Fuentes del Tribunal Constitucional explicaron ayer que una cuestión no implica la suspensión cautelar del decreto ley, que es lo que sucede cuando existe un recurso de inconstitucionalidad presentado por el Gobierno, pero implica, en caso de admitirse, paralizar cualquier proceso judicial abierto referido a la norma impugnada. En este caso no hay ninguno en marcha, aunque sí hay una decena de contenciosos contra el decreto de febrero.

Según las explicaciones dadas ayer por los representantes de la Diputación, el argumento central es que con el decreto ley se «elude» la aplicación de la cautelar. De hecho la intención última, en caso de prosperar la petición, es conseguir que el Constitucional rechace las formas utilizadas, en el sentido de que no se ha respetado la voluntad expresada por la justicia, pues el cumplimiento de sus mandatos también tiene protección en la Constitución.

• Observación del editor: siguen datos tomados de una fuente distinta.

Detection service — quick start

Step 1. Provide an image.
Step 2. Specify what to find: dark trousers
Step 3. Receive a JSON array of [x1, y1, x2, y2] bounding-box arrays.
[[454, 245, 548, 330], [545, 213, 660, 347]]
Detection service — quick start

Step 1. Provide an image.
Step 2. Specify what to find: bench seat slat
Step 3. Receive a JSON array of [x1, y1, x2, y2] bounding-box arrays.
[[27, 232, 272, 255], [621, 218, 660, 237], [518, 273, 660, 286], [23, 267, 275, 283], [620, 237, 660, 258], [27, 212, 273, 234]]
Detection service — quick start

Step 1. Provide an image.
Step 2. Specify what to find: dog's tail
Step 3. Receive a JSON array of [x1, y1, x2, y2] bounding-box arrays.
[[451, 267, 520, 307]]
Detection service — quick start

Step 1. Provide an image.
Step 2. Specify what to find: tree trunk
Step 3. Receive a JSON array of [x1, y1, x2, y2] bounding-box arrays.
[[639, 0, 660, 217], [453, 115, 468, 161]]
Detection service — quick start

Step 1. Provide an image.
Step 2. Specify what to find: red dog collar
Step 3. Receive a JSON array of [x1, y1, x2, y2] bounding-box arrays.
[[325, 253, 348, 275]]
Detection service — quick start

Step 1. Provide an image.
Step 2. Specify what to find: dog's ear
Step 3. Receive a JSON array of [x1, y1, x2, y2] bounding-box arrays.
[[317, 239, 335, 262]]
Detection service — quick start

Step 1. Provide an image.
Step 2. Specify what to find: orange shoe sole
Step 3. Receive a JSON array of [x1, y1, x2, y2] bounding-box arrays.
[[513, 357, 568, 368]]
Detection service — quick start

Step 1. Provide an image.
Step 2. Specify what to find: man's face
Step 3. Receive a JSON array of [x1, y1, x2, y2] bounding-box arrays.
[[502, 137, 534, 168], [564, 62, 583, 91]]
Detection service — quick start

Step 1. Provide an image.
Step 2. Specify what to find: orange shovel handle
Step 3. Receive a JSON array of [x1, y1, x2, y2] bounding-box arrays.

Castillo dijo que el decreto ley «burla el auto de suspensión» y «no se corresponde con los requisitos de necesidad y urgencia», antes de alertar de que las normas «no pueden dictarse con el propósito de eludir una resolución judicial», tal y como recogió Europa Press.

Esta normativa excepcional ha permitido, en la práctica, mantener para este curso la distribución horaria del decreto de febrero, el inicial, para 1º de Infantil. Si un centro aplicó el nivel Avanzado de este ahora le corresponde el modelo A del aprobado en septiembre. Si fue un Intermedio ha tenido que implantar un B y si hizo lo propio con un Básico le toca el C. Cambia la denominación, pero el peso del castellano y del valenciano es el mismo.

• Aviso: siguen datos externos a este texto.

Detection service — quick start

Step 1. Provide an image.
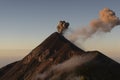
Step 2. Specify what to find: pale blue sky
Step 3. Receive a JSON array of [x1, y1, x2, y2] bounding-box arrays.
[[0, 0, 120, 67]]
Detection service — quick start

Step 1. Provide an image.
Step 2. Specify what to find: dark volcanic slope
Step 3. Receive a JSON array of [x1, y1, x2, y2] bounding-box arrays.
[[0, 32, 84, 80], [0, 32, 120, 80]]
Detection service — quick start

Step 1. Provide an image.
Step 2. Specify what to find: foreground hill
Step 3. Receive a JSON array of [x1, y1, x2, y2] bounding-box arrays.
[[0, 32, 120, 80]]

El Consell justificó la medida en que el curso empezaría sin que el TSJCV se hubiera pronunciado sobre su último recurso para evitar la cautelar -en realidad no pidió que se valorara en agosto, que es inhábil-, y en que de esta manera se respetaba la elección de los padres manifestada en la admisión, que empezó con el decreto de febrero en vigor, pues la suspensión se conoció con el proceso en marcha, a finales de mayo. La Diputación y las entidades contrarias al modelo lingüístico consideran que hubo tiempo suficiente para plantear alternativas en la matriculación sin necesidad de apurar tanto los plazos.

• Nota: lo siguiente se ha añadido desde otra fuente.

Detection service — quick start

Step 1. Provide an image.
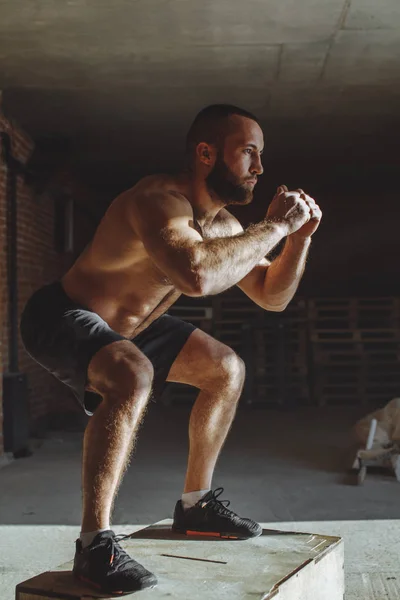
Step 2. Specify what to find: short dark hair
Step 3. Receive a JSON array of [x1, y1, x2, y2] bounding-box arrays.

Por su parte, César Sánchez dijo que la Diputación estará «al lado» de los padres «escuchándoles y defendiendo los derechos fundamentales de los niños y la libertad de las familias» y añadió que pedirán el cese de Vicent Marzà «cuando venzamos a la imposición, al decreto y al pensamiento único». También dijo que no permitirá «puentes solo en una dirección, que se construyan con Cataluña y se levanten muros con España», que es a su juicio la finalidad de la política educativa.

Por su parte, Ramón López apostó por «leyes consensuadas» entre todos los partidos mientras que Julia Llopis pidió que «no se atente contra la libertad de las familias».